A coach can have all the right practice plans, make all the right calls, match all the offenses and defenses perfectly, but it will be all for nothing if the players don’t execute, Port Neches-Groves girls basketball coach Kara Skinner said.

“I think ultimately as a coach, you put in the hours, you put in the work behind the practice, you create the practice plan, you put them in the best situation you possibly can to win the game — but the kids have to play,” Skinner said.

The Evadale tournament coincided with the cancellation of classes for PNGISD schools when detection of butadiene outside the TPC Group plant following the Nov. 27 explosion prompted Jefferson County officials to upgrade a shelter-in-place order to a voluntary evacuation.

The Indians were unable to attend the first day of the Evadale Tournament on Dec. 5.

When the Indians arrived Dec. 6, they simply weren’t ready, Skinner said. She told her team the recent plant explosion and its aftermath are not excuses and they should always be ready to play.

Ready or not, her team came willingly.

“I will say it was a voluntary thing,” Skinner said. “They weren’t required to be there — we couldn’t have required them to be there — and every single one of my kids showed up. That’s a huge testament to them, so I’m not going to rag on them too hard.”

Still, she believes the distraction of the school closures cost the Indians a tournament that they should have won. PNG lost to the first team they played, Little Cypress-Mauriceville, 43-30.

“We know we can beat LCM, I have no doubt about that,” Skinner said. “If we saw them again this year we would beat them, I just think they caught us on an off day. We just weren’t firing on all cylinders, and the results were not very good. We did not play well, it was not a good game for us at all. But I think if we would have caught them on Saturday there’s no doubt in my mind we should have won that tournament.”

She said the girls know it too. The Indians came back to beat Liberty 61-22 on Dec. 6 and Evadale 36-29 on Dec. 7 to take third place.

All it takes for the Indians is execution. Maylin Stampley scored 20 points against Liberty after a rough start against LCM. Skinner knows Stampley can improve her shooting.

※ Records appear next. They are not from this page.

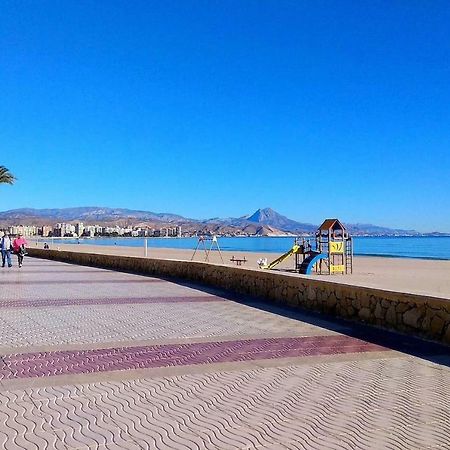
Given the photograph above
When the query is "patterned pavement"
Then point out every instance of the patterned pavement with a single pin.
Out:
(97, 359)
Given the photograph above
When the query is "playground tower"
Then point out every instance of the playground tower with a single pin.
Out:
(334, 241)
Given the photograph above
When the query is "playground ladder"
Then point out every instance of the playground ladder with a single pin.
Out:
(349, 256)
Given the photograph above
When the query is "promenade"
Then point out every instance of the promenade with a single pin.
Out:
(97, 359)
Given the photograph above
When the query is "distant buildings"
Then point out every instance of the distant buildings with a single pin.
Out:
(80, 230)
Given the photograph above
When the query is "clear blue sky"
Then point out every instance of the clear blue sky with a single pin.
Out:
(215, 108)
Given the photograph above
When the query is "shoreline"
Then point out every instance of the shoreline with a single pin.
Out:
(85, 242)
(410, 275)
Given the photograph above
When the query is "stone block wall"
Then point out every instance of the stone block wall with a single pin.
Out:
(419, 315)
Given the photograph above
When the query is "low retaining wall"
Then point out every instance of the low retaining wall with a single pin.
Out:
(408, 313)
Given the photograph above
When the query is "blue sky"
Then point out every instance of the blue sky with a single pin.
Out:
(215, 108)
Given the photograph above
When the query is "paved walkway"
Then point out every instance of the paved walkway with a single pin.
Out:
(98, 359)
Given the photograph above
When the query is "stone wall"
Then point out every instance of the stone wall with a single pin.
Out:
(409, 313)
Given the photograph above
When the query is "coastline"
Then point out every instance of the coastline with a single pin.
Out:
(412, 275)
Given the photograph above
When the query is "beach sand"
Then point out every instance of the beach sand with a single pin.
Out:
(427, 277)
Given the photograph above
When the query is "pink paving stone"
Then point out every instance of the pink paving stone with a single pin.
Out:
(28, 365)
(44, 303)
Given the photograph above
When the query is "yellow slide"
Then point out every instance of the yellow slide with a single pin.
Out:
(292, 251)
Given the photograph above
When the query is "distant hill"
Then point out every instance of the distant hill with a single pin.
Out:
(268, 216)
(88, 214)
(263, 222)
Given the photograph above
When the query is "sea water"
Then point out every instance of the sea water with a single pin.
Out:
(402, 247)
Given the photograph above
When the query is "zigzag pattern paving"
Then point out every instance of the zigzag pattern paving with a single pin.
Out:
(221, 375)
(104, 360)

“It’s repetition, and she’ll be the first to tell you that,” Skinner said. “When you start playing basketball at 5, you develop habits. Sometimes those habits are good, sometimes those habits are bad, but it’s all muscle memory. If I can get her in a gym by herself, I tell her I can fix her shot easy, I don’t have any concerns about that.”

An obstacle that keeps the Indians from playing their best is mindset.

“Sometimes that’s the case for kids, and for Maylin it’s her desire to please, to want to do well and the respect for the game, and she’s very hard on herself,” Skinner said.

Going forward Skinner expects key players like Stampley and Mollee Priddy to continue to improve, and she sees potential in some of her younger players.

“I think we’ve got some younger kids who now have a little bit more experience underneath their belt and understand what’s expected of them,” she said. “We switched some things around offensively to cater to our strong points, and if we go rebound the ball, we’ll be OK.”

The Indians will travel to play Huffman at 7 p.m. Friday.